The new software continuously downloads, processes and manages the TCGA data, allowing researchers to take the tools that they need and apply them to making cancer discoveries.
The team then put the new software to work, creating an information technology framework called the Pittsburgh Genome Resource Repository to allow approved Pitt researchers to use the TCGA data much more effectively. While initially designed for TCGA data, the new software can also be used with other large data sets, and is already a key part of several other big data projects PGRR supports, such as the National Institutes of Health’s Big Data to Knowledge initiative and Pennsylvania’s Commonwealth Universal Research Enhancement program.
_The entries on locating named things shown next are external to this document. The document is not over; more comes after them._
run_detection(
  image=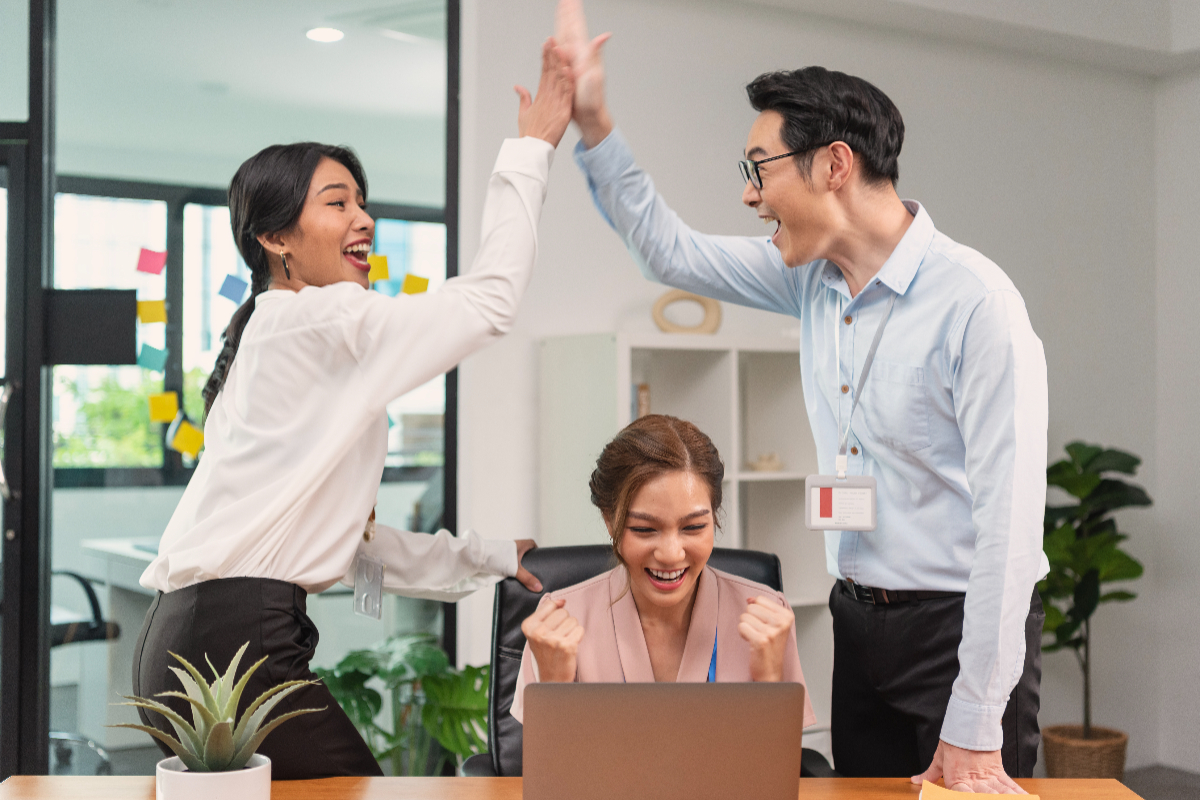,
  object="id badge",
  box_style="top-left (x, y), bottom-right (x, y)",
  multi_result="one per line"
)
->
top-left (804, 475), bottom-right (875, 530)
top-left (354, 553), bottom-right (383, 619)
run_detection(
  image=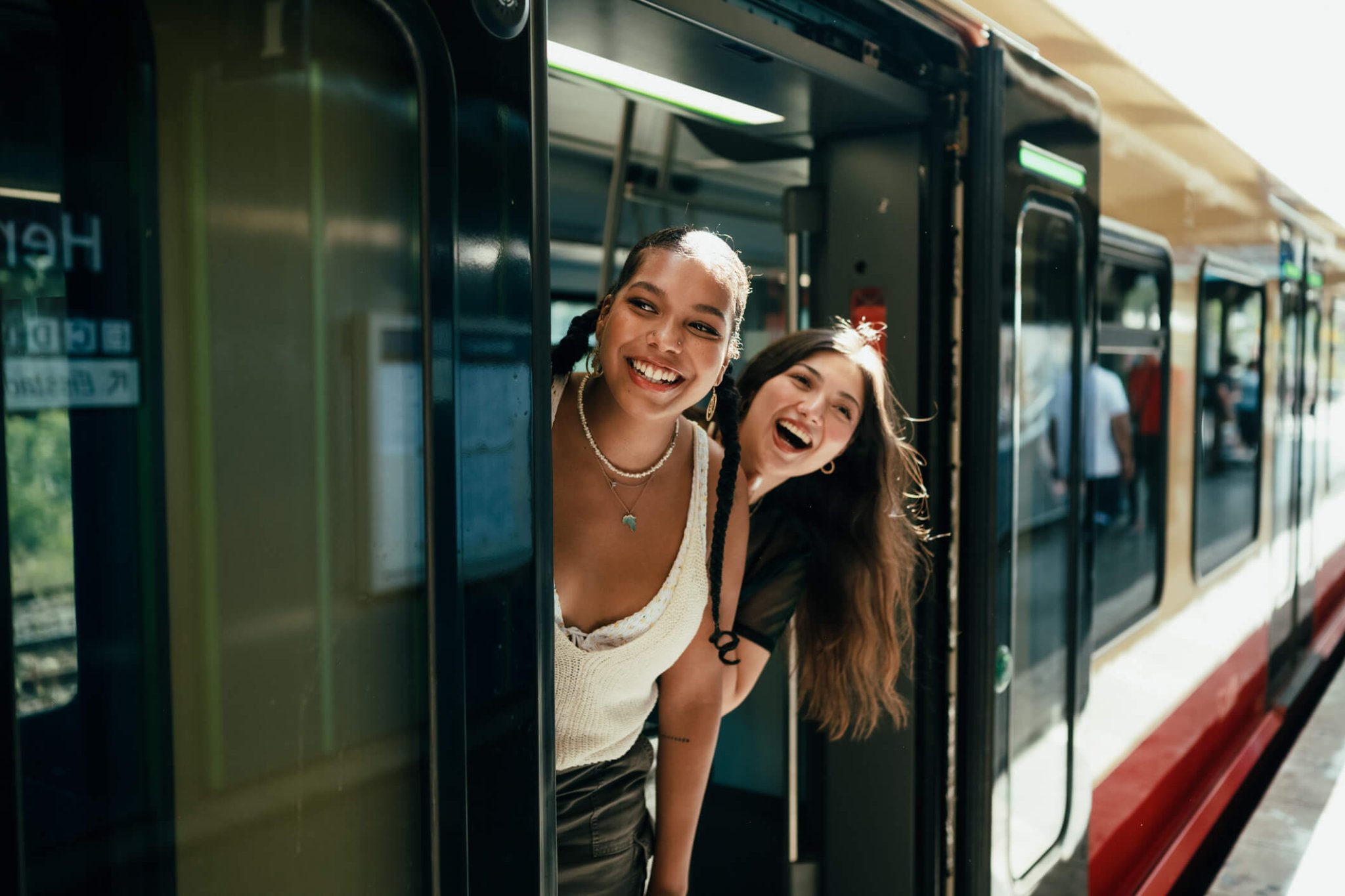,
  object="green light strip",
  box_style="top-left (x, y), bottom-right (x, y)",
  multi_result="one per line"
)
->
top-left (1018, 142), bottom-right (1088, 190)
top-left (546, 40), bottom-right (784, 125)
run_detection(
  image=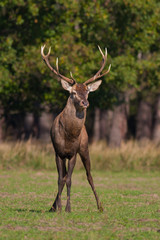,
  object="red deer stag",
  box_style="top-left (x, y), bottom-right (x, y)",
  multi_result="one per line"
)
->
top-left (41, 45), bottom-right (111, 212)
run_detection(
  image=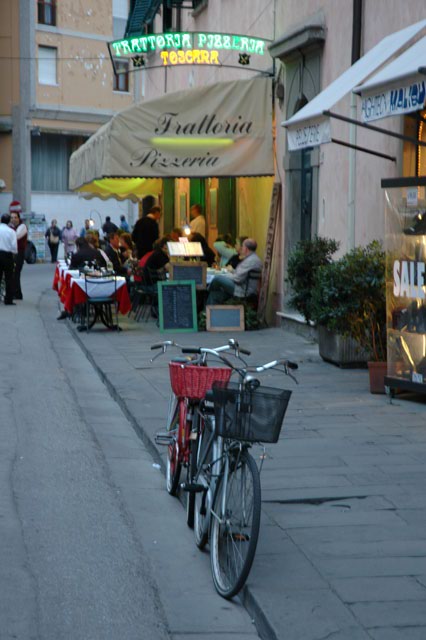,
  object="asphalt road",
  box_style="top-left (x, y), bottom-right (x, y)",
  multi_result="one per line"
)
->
top-left (0, 265), bottom-right (257, 640)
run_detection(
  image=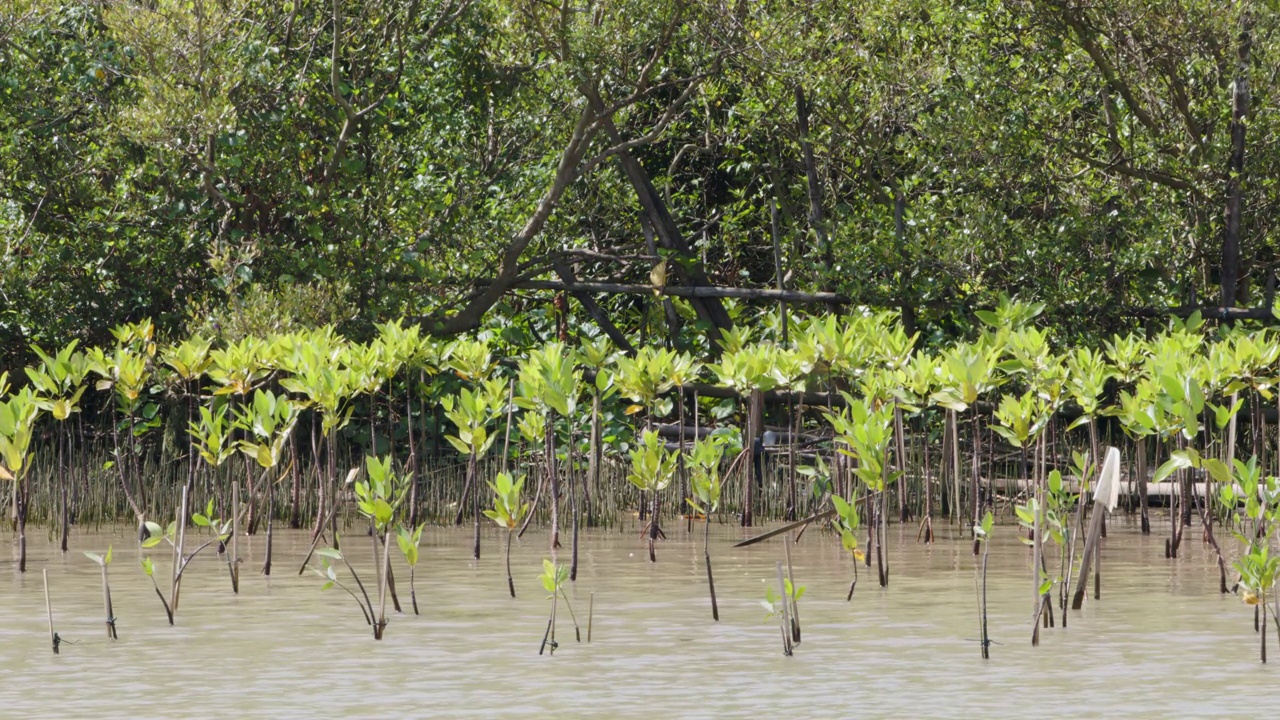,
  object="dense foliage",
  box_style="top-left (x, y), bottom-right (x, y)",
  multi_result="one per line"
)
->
top-left (0, 0), bottom-right (1280, 368)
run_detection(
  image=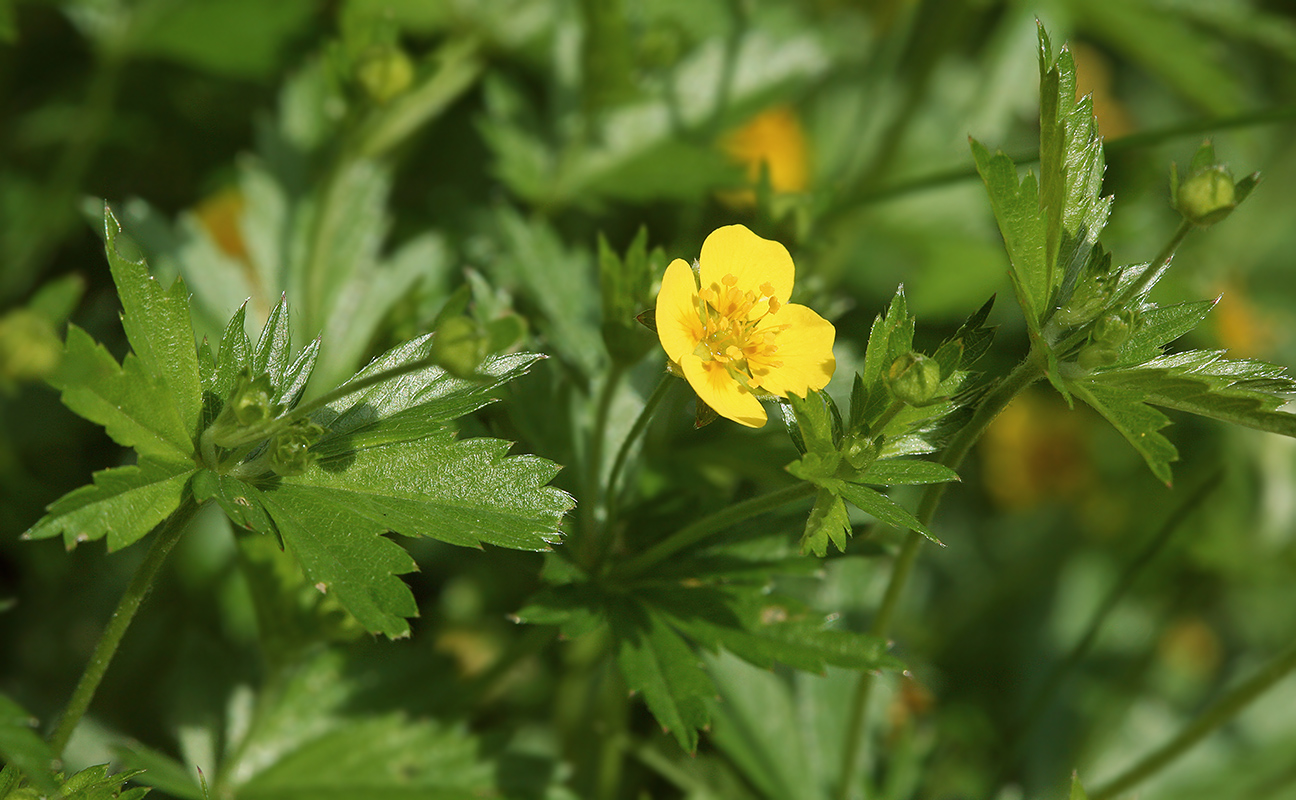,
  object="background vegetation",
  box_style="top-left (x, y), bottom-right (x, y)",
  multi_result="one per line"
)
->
top-left (0, 0), bottom-right (1296, 800)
“One of the unique things about the University of Pittsburgh is that it’s had such a distinguished history of being part of major data-sharing initiatives, such as the Shared Pathology Informatics Network, the National Patient-Centered Clinical Research Network, ACT Network and the TIES Cancer Research Network,” Dr. Jacobson said. “Our new software is a continuation of that legacy.”
The hope is that the benefits of TCGA Expedition will extend well beyond Pittsburgh.
“The fact that we made our software open source and freely available demonstrates our commitment to taking the advances in using big data sets and data-sharing that we make here and helping other institutions make their own advances,” Dr. Jacobson said.
Additional collaborators on the project included Uma Chandran, Ph.D., M.S.I.S., Olga Medvedeva, M.S., M. Michael Barmada, Ph.D., Anish Chakka, M.S., Soumya Luthra, M.S., Antonio Ferreira, Ph.D., Kim Wong, Ph.D., Jeremy Berg, Ph.D., and Annerose Berndt, Ph.D., D.V.M., all of Pitt; Philip Blood, Ph.D., Zhihui Zhang, Ph.D., Robert Budden, B.S., and J. Ray Scott, B.A., of Carnegie Mellon University in Pittsburgh.